A Chelghoum Laïd, où il a enseigné, son nom est connu mais il est
presque impossible de trouver des gens qui l’ont côtoyé. A Constantine,
par contre, un spécialiste de la musique affirme que de nombreux «ouled
el bled» lui rendent visite régulièrement en France. P ar ailleurs, le
discours de Enrico Macias a longtemps bénéficié d’une cacophonie chez
les responsables algériens, qui n’ont jamais adopté une position claire
sur le personnage.
En fait, côté algérien, plusieurs points de vue se côtoyaient : ceux
qui faisaient l’éloge de l’artiste, ceux qui prônaient la
réconciliation, ceux qui dénonçaient son soutien à Israël, et ceux qui
étaient d’abord soucieux d’établir les faits historiques. Un ancien haut
fonctionnaire af-firme toutefois que Enrico n’avait aucune chance de
revenir en Algérie. Les anciens pieds noirs étaient classés en plusieurs
catégories, explique ce fonctionnaire.
Enrico Macias fait partie d’une sorte de liste rouge officieuse, qui
comporte les noms de militaires, colons et ultras ayant commis des
exactions. Ceux-là ne peuvent pas entrer en Algérie, dit-il. Autre
détail troublant dans l’his toire d’Enrico : quand il sévissait au sein
des «unités territoriales», il collaborait avec un personnage célèbre,
Maurice Papon ! Celui-ci a en effet exercé comme préfet à Constantine,
où il a contribué à organiser de redoutables escadrons de la mort.

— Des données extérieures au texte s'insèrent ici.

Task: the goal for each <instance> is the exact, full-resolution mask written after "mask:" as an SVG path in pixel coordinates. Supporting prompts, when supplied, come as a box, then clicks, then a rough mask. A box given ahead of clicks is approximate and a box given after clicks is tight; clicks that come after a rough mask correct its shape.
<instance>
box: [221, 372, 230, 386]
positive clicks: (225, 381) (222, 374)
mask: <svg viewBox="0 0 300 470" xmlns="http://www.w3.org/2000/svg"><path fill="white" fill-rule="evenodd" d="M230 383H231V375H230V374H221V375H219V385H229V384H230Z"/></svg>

Milices, unités paramilitaires, escadrons de la mort, tout ce monde
collaborait joyeusement quand il s’agissait de réprimer. Des témoins
sont encore vivants. Autre curiosité dans l’histoire de Enrico Macias en
Algérie : les Ghenaïssia, sa famille, sont des Algériens pure souche,
installés en Algérie depuis plusieurs siècles, affirme un historien. Ils
se sont francisés à la faveur du décret Crémieux, qui offrait la
citoyenneté française aux Juifs d’Algérie, en 1871.
A partir de là, les Juifs se sont rapprochés de l’administration
coloniale, accédant à l’école et à la citoyenneté. Mais une frange des
Ghenaïssia a gardé son ancienne filiation, prenant le chemin inverse de
celui de Enrico Macias. Ainsi, Pierre Ghenaïssia, né à Cherchell, a
rejoint les maquis du FLN en mai 1956 dans la région du Dhahra, entre
Ténès et Cherchell. Il est mort au maquis un an plus tard dans la région
de Chréa, près de Blida, comme combattant de l’ALN. A l’indépendance de
l’Algérie, une rue de Ténès, sur la côte ouest, a été baptisée à son
nom. Quelques années plus tard, elle a été rebaptisée rue de Palestine!